Le parquet enquête sur les incidents survenus samedi en marge d'une manifestation contre les mesures Covid. Le rapport de la police est attendu par les autorités.

À cette heure, le parquet n'a pas lancé de poursuites judiciaires après les incidents survenus au cours de la manifestation de samedi.

Contacté par RTL, le porte-parole de la justice a précisé que le parquet n'a pas encore été saisi de faits tels que les infractions aux règles Covid, le jet de barrières au marché de Noël ou encore les dégâts infligés à une voiture en rayant sa carrosserie.

La police doit maintenant enquêter et identifier d'éventuels suspects qui pourraient être reliés à des délits concrets, et entendre des témoins. Puisque ses membres n'étaient pas sur le terrain, le parquet doit attendre les rapports de la police. Il ne prendra donc pas position à ce stade. Mais le ministre de la Sécurité intérieure, Henri Kox, a annoncé dès dimanche des enquêtes de police.
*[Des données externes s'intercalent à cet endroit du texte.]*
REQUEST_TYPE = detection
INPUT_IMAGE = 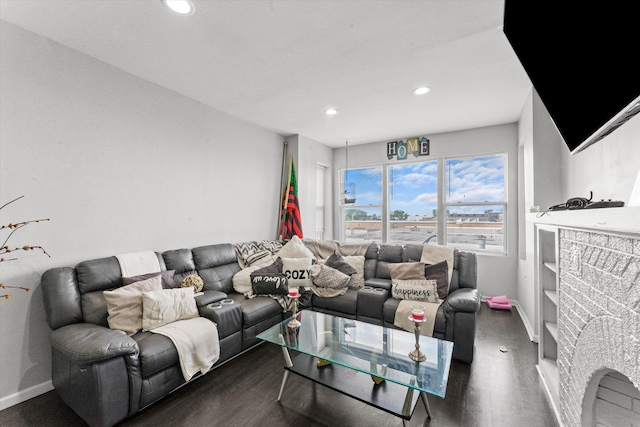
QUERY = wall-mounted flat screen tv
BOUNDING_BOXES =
[503,0,640,153]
L'ÉTOILE JAUNE, LE SYMBOLE DE TROP

La Fondation pour la mémoire de la Shoah critique sévèrement les incidents du week-end ainsi que l'usage abusif de l'étoile juive. La Fondation rappelle que l'étoile jaune a été utilisée par les nazis pour persécuter les juifs dans le but de les exterminer.

Ne pas vouloir se faire vacciner ou être contre les mesures, ce serait "une chose", selon le président de la Fondation, Laurent Moyse, interrogé sur RTL. Comparer cela avec l'extermination de près de six millions de juifs pendant la deuxième guerre mondiale, serait inacceptable.

Penser que les mesures Covid seraient le point de départ d'un régime totalitaire ou fasciste, serait "des conneries", selon Laurent Moyse.

Les nazis avaient dès le départ une idéologie claire. Aujourd'hui, nous sommes dans une démocratie "où chacun peut s'exprimer". Cependant, à côté des droits, il y aurait aussi des obligations et pendant une pandémie, nous serions sollicités collectivement. Un appel est lancé aux autorités à faire tout ce qui est en leur pouvoir pour faire cesser de tels agissements.

LA POLICE A "BIEN AGI"

La police aurait bien réagi, en apaisant la situation et en s'assurant que personne ne soit blessé. Les autorités communales devraient cependant veiller maintenant avec la police à ce qu'il n'y ait plus de violence à l'avenir lors de manifestations, s'est exprimé le conseiller communal vert, François Benoy, en réaction aux débordements de samedi.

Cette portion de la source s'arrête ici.